2015-08-21 05:03:28

by Andy Lutomirski

[permalink] [raw]
Subject: [PATCH] x86/traps: Weaken context tracking entry assertions

We were asserting that we were all the way in CONTEXT_KERNEL when
exception handlers were called.

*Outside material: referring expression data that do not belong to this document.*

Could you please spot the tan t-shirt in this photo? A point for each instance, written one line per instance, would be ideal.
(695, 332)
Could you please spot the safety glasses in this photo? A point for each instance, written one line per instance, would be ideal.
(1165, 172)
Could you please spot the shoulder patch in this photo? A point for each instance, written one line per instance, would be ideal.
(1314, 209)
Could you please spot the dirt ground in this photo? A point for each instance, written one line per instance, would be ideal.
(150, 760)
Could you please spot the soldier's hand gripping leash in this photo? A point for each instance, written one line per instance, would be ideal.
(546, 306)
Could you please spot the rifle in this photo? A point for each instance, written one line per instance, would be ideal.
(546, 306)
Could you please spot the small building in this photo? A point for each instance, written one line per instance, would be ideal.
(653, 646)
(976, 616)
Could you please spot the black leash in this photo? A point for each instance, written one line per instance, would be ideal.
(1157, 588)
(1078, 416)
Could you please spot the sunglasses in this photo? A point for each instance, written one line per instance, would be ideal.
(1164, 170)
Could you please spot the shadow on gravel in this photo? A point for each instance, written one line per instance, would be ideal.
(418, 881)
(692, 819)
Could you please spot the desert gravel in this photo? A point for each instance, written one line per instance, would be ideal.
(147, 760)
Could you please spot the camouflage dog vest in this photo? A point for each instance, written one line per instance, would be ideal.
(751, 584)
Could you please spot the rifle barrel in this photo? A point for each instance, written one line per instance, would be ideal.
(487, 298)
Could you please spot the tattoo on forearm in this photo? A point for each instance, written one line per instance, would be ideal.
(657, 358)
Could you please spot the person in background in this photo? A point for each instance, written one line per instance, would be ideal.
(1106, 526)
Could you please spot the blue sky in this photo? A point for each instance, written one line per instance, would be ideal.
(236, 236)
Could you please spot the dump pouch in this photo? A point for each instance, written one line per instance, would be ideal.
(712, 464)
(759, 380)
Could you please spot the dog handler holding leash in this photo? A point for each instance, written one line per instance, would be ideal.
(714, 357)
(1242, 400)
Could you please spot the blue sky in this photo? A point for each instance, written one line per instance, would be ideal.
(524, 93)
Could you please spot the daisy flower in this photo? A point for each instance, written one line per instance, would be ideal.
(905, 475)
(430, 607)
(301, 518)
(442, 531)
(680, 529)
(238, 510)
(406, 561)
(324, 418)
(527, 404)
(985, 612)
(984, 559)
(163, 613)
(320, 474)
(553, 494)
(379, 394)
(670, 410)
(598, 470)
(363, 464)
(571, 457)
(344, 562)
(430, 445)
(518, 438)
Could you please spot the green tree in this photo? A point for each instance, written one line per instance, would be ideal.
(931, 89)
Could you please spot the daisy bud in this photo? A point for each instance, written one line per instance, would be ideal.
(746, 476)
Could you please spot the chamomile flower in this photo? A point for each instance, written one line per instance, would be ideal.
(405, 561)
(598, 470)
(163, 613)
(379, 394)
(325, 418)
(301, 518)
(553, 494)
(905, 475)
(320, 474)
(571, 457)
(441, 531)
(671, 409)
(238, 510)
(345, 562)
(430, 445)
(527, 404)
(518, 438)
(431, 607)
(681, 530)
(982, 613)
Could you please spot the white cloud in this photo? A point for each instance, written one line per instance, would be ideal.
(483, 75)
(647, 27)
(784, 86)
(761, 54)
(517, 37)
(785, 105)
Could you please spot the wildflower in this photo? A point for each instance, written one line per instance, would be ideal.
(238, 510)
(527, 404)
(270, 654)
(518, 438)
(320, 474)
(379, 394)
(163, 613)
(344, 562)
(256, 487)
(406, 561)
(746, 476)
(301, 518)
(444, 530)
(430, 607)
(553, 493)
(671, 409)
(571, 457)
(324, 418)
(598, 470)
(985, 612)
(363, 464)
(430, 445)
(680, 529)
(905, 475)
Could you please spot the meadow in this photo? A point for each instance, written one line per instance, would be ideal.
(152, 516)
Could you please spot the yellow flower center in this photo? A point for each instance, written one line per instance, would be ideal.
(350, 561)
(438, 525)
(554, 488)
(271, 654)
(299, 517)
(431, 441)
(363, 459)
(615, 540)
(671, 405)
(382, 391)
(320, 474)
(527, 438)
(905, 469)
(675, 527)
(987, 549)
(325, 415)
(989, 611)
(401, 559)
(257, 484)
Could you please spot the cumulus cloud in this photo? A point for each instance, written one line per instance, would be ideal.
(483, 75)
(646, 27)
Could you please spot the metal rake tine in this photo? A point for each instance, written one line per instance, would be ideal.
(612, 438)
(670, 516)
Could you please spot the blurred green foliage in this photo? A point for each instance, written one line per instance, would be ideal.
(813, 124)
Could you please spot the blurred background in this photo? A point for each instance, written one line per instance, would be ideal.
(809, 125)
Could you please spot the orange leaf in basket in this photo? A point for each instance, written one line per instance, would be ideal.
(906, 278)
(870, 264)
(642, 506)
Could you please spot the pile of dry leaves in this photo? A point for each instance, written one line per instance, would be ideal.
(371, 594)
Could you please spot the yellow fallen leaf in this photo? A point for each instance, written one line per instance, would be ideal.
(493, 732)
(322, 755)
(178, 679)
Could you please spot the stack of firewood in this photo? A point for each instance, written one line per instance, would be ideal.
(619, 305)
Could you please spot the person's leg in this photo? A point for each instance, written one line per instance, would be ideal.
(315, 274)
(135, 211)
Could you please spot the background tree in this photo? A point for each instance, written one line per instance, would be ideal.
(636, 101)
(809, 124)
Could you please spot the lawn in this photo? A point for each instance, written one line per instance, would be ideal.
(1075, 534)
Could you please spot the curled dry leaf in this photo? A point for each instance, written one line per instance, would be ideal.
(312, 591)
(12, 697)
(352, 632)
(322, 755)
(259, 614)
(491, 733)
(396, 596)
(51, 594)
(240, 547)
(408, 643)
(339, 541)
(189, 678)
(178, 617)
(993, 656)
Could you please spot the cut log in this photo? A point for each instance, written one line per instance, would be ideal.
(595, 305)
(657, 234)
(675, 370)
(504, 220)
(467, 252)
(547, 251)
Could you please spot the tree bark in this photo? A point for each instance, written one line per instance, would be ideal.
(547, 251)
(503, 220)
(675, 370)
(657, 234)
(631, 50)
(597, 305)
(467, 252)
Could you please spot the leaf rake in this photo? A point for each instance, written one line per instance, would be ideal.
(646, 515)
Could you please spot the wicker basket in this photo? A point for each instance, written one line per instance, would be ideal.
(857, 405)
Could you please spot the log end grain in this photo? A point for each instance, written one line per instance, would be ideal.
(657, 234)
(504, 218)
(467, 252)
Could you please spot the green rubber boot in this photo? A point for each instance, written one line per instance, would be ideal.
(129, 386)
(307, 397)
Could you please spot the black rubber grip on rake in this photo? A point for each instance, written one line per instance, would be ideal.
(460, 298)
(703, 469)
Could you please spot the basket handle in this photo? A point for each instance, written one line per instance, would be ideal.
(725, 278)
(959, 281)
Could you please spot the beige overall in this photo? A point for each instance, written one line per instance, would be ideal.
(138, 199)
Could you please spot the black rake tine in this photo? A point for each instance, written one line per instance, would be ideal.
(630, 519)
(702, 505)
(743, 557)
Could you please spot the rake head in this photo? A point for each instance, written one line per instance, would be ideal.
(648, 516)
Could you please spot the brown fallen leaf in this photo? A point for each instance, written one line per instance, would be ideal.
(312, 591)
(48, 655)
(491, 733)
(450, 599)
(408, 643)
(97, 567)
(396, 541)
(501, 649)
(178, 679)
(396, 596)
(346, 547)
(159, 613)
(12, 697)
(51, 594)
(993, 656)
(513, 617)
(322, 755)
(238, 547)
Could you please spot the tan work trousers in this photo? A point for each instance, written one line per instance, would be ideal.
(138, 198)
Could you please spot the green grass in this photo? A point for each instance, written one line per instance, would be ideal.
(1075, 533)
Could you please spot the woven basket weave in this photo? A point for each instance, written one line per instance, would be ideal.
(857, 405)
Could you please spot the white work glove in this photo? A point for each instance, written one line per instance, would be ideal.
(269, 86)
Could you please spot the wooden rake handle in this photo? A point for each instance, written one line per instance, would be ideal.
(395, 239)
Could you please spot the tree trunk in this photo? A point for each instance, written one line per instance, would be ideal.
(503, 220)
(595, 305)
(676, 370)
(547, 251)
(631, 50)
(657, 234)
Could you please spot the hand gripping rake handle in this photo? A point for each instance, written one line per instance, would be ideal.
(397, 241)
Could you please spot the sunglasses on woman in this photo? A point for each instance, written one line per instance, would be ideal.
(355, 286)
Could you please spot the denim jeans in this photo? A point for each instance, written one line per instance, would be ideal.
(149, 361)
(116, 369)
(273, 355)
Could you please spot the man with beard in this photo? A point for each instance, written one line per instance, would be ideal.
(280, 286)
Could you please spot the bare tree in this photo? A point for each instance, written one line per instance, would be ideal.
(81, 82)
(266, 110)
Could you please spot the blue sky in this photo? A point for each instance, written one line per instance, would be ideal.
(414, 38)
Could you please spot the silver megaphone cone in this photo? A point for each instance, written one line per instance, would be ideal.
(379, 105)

While having this be true is, I
think, a nice goal (or maybe a variant in which we assert that we're
in CONTEXT_KERNEL or some new IRQ context), we're not quite there.

In particular, if an IRQ interrupts the SYSCALL prologue and the IRQ
handler in turn causes an exception, the exception entry will be
called in RCU IRQ mode but with CONTEXT_USER.

This is okay (nothing goes wrong), but until we fix up the SYSCALL
prologue, we need to avoid warning.

Signed-off-by: Andy Lutomirski <[email protected]>
---
arch/x86/kernel/traps.c | 18 +++++++++---------
1 file changed, 9 insertions(+), 9 deletions(-)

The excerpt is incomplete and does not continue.